{\huge A Tighter Grip on Circuit Depth}

The polynomial hierarchy is infinite for a random oracle

\vspace{.3in}

Benjamin Rossman, Rocco Servedio, and Li-Yang Tan have made a breakthrough in proving lower bounds on constant-depth circuits. It came from a bi-coastal collaboration of Rossman visiting the Berkeley Simons Institute from Japan and Tan visiting from Berkeley to Servedio at Columbia University in New York. Their new paper solves several 20- and 30-year old open problems.

Today we congratulate them on their achievement and describe part of how their new result works.

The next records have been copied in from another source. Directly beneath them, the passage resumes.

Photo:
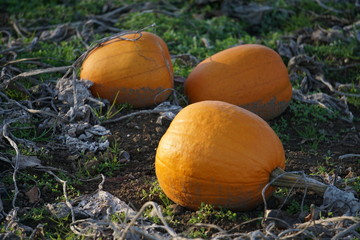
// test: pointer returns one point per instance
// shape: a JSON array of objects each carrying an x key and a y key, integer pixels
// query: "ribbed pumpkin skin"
[
  {"x": 137, "y": 70},
  {"x": 217, "y": 153},
  {"x": 251, "y": 76}
]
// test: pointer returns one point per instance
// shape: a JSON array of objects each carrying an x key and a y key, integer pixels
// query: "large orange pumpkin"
[
  {"x": 136, "y": 71},
  {"x": 251, "y": 76},
  {"x": 217, "y": 153}
]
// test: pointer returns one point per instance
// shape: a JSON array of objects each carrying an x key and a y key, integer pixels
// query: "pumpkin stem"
[{"x": 280, "y": 178}]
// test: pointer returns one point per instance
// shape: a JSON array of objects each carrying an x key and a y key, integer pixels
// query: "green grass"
[{"x": 196, "y": 31}]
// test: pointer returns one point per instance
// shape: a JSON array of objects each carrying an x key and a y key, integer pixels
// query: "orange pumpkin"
[
  {"x": 251, "y": 76},
  {"x": 217, "y": 153},
  {"x": 132, "y": 71}
]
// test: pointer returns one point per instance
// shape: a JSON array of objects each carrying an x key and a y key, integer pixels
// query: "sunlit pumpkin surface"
[
  {"x": 251, "y": 76},
  {"x": 217, "y": 153},
  {"x": 136, "y": 70}
]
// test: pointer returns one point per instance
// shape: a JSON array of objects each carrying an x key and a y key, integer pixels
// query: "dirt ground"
[{"x": 139, "y": 136}]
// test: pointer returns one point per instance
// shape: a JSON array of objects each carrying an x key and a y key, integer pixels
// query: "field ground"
[{"x": 320, "y": 130}]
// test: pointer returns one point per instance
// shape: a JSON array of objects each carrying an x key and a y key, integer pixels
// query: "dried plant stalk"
[{"x": 280, "y": 178}]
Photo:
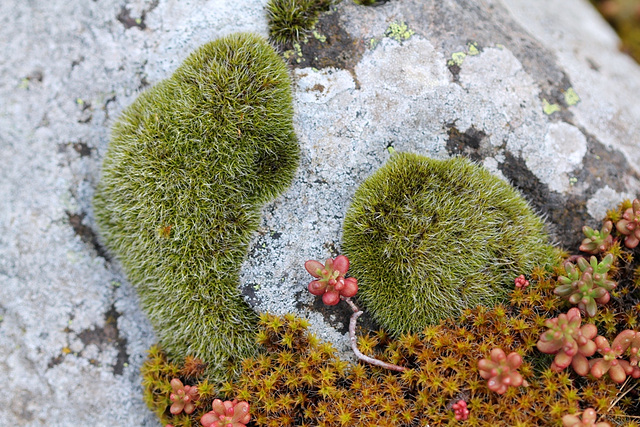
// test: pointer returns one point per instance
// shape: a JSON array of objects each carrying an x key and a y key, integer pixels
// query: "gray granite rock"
[{"x": 535, "y": 91}]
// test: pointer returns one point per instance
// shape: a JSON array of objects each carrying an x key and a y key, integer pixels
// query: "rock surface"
[{"x": 535, "y": 91}]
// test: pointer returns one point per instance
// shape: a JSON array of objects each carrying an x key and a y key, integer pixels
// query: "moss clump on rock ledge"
[
  {"x": 428, "y": 238},
  {"x": 189, "y": 166}
]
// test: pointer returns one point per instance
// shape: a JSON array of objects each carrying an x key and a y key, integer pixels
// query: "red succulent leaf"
[{"x": 314, "y": 268}]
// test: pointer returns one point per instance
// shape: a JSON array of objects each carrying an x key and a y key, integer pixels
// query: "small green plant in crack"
[
  {"x": 189, "y": 166},
  {"x": 290, "y": 21}
]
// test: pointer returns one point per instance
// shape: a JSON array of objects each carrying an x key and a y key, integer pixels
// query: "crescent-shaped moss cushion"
[{"x": 189, "y": 166}]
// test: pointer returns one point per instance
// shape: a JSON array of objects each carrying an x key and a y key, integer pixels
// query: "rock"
[{"x": 535, "y": 91}]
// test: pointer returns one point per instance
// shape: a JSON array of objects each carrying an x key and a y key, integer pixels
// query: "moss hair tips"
[
  {"x": 189, "y": 166},
  {"x": 428, "y": 238}
]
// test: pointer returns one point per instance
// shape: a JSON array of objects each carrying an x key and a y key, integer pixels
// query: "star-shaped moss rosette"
[
  {"x": 331, "y": 283},
  {"x": 227, "y": 414},
  {"x": 501, "y": 371},
  {"x": 629, "y": 225},
  {"x": 589, "y": 418},
  {"x": 586, "y": 284},
  {"x": 570, "y": 342}
]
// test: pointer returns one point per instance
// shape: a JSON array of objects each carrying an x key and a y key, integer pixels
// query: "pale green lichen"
[
  {"x": 549, "y": 108},
  {"x": 571, "y": 97},
  {"x": 457, "y": 58},
  {"x": 399, "y": 31},
  {"x": 473, "y": 49},
  {"x": 320, "y": 37}
]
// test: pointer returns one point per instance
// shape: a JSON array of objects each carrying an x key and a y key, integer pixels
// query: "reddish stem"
[{"x": 354, "y": 343}]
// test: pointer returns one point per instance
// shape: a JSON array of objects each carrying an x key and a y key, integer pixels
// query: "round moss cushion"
[{"x": 428, "y": 238}]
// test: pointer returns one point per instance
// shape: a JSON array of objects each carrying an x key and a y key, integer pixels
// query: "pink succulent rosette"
[
  {"x": 330, "y": 281},
  {"x": 182, "y": 397},
  {"x": 461, "y": 413},
  {"x": 611, "y": 362},
  {"x": 227, "y": 414},
  {"x": 570, "y": 341},
  {"x": 629, "y": 225},
  {"x": 589, "y": 417}
]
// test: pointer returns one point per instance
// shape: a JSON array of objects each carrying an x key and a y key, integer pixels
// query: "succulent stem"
[{"x": 354, "y": 342}]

What exactly did they prove? As some have already remarked, how one answers this says something about communications in our field. Exactly what they proved is:

Theorem 1 For some explicit constant $latex {c > 0}&fg=000000$ and all depths $latex {d \geq 2}&fg=000000$ up to $latex {c\sqrt{\log n}/\log\log n}&fg=000000$, there is an $latex {n}&fg=000000$-ary monotone Boolean function $latex {f}&fg=000000$ that has a simple $latex {O(n)}&fg=000000$-size circuit $latex {S_d}&fg=000000$ (indeed, a formula) of depth $latex {d}&fg=000000$ with unbounded fan-in $latex {\mathsf{AND}}&fg=000000$ and $latex {\mathsf{OR}}&fg=000000$ gates, but such that every circuit $latex {C}&fg=000000$ of depth $latex {d}&fg=000000$ with the opposite kind of gate at its output as $latex {S_d}&fg=000000$, or with bottom fan-in at most $latex {\log n/10(d-1)}&fg=000000$ at the inputs, either has size above $latex {2^{n^{1/6(d-1)}}}&fg=000000$ or else agrees with $latex {S_d}&fg=000000$ on at most a $latex {(\frac{1}{2} + n^{-\Omega(1/d)})}&fg=000000$ proportion of the inputs.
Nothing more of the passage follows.